A funny thing happened after the PC revolution. The clunky beige box, which kicked off a downsizing revolution in computing that's reverberated across two decades, has in some ways brought us full circle back to the mainframe era.
For example, take operating systems (particularly Windows), which have gotten so bulked up that in some ways we seem to be moving back to the future. Microsoft has jammed whole classes of tools into its behemoth, which now weighs in at 42 million lines of code. Shades of mainframes.

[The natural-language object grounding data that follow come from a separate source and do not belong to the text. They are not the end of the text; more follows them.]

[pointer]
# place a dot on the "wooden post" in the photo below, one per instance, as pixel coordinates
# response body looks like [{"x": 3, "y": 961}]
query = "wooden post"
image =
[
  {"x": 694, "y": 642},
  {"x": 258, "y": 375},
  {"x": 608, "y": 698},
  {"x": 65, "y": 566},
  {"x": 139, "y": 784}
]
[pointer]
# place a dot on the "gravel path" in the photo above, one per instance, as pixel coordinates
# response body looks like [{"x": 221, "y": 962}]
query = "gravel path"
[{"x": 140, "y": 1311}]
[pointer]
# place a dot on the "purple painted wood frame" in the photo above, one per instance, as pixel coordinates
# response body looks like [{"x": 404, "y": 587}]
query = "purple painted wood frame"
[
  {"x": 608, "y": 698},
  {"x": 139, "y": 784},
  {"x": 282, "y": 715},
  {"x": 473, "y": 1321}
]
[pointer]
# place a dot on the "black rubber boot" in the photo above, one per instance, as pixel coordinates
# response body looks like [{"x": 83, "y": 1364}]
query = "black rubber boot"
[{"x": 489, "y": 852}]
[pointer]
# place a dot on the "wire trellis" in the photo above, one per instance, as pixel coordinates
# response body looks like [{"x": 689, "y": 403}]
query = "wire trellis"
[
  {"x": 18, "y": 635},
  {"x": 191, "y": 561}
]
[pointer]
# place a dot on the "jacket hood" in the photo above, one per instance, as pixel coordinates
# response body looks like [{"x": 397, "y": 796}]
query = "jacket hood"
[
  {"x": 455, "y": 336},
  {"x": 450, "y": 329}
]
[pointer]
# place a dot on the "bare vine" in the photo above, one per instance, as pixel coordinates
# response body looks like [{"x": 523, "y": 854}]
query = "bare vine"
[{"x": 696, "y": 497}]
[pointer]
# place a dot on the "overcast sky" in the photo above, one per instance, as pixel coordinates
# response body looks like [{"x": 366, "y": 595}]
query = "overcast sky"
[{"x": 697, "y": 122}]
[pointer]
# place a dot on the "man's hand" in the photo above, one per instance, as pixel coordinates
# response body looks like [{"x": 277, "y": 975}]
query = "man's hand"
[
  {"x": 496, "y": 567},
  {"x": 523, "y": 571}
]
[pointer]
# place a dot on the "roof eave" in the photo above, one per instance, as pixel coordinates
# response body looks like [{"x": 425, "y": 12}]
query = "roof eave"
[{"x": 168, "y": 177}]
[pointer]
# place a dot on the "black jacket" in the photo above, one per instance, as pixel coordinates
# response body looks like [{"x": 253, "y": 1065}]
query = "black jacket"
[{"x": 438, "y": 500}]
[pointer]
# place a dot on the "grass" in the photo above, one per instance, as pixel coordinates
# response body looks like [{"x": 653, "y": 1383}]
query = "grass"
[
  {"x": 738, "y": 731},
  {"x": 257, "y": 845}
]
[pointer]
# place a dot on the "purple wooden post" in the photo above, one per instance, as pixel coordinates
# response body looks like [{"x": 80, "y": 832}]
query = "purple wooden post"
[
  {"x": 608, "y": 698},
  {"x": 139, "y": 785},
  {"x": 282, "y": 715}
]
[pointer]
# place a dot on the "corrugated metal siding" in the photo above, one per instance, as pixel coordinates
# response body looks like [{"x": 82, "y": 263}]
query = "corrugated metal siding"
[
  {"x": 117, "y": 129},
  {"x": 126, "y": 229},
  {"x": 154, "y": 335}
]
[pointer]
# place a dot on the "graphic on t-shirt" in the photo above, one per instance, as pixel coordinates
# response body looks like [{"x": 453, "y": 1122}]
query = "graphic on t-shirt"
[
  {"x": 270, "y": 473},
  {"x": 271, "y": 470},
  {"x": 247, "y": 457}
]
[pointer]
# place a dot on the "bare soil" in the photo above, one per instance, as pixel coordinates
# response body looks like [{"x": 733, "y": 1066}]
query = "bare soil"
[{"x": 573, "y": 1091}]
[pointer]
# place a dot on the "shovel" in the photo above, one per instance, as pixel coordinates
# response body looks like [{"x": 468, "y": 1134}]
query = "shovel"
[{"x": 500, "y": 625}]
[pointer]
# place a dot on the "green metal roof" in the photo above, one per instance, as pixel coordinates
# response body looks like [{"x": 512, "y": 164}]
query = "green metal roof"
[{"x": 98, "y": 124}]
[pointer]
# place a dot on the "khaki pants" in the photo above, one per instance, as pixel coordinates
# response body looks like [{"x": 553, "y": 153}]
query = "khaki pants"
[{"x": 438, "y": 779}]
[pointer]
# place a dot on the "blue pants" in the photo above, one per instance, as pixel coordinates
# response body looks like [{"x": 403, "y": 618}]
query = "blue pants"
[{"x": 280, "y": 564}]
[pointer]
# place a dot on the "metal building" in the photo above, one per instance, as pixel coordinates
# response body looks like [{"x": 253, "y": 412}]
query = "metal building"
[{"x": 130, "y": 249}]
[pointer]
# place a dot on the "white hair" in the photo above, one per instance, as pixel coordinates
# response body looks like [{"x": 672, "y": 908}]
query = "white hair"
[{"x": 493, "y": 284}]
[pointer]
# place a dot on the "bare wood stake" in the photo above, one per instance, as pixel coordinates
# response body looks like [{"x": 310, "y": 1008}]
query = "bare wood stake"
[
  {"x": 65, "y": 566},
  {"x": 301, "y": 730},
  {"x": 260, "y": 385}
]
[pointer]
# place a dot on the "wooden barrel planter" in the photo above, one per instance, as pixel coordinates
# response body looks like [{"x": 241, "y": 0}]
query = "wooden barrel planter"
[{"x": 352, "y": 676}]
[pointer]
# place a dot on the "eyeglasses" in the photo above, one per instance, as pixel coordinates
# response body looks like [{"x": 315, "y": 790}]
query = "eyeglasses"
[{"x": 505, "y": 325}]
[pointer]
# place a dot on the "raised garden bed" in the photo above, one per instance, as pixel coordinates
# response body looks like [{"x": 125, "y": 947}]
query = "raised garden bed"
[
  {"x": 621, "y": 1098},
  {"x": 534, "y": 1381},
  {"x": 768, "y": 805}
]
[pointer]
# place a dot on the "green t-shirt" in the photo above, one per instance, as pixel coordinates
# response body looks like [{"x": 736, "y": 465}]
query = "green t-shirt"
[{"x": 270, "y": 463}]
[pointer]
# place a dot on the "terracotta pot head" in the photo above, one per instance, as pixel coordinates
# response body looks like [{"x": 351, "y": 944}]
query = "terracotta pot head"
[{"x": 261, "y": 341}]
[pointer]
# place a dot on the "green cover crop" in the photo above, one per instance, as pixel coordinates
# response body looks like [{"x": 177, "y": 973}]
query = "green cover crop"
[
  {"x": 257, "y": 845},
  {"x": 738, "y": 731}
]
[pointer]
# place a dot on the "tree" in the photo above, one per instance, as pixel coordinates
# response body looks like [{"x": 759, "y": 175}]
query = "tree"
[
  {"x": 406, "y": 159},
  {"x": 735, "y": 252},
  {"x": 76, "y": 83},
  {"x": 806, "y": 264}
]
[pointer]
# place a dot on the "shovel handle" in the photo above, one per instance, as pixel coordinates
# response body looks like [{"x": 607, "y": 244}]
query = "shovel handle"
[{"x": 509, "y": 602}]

Desktop software has gone from a shrink-wrapped floppy disk to billions and billions of bits transmitted over the Web, paving the way for a return to software leasing, only this time we call it "rentals" from "service providers." Enterprise applications, anyone? Those same applications have moved off the local PC onto centrally located and sometimes remote application servers. Is anyone else thinking "dumb terminals"? The cost of intelligent PCs has certainly plummeted to that level.
The PC pulled data away from the sole ownership of IT, out of its imprisonment on big boxes in the data centre, and it gave everyone personal, local access and control. Advances in mobile computing, however, are leading us right back to corporate and ISP management, as data, private e-mail boxes and records increasingly are locked up on remotely located servers, tightly guarded behind firewalls and other security systems.
The PC and its laptop and handheld spin-offs have freed workers from the office, allowing us to be more productive on the road and to work from home, escaping the confines of the corporate cube. The downside, of course, is that we've also managed to lose personal downtime along the way, and now many of us are unable to escape the confines of round-the-clock workdays.
Today, we're witnessing the beginnings of the wireless, embedded and ubiquitous computing revolutions. Each will creep into the consciousness of IT much as the PC did. Only this time, if we learn from the last installment of computing evolution, we'll be one step ahead of the game, taking these advancements seriously and planning how to grow with and manage these tools and their users back to the inevitable future.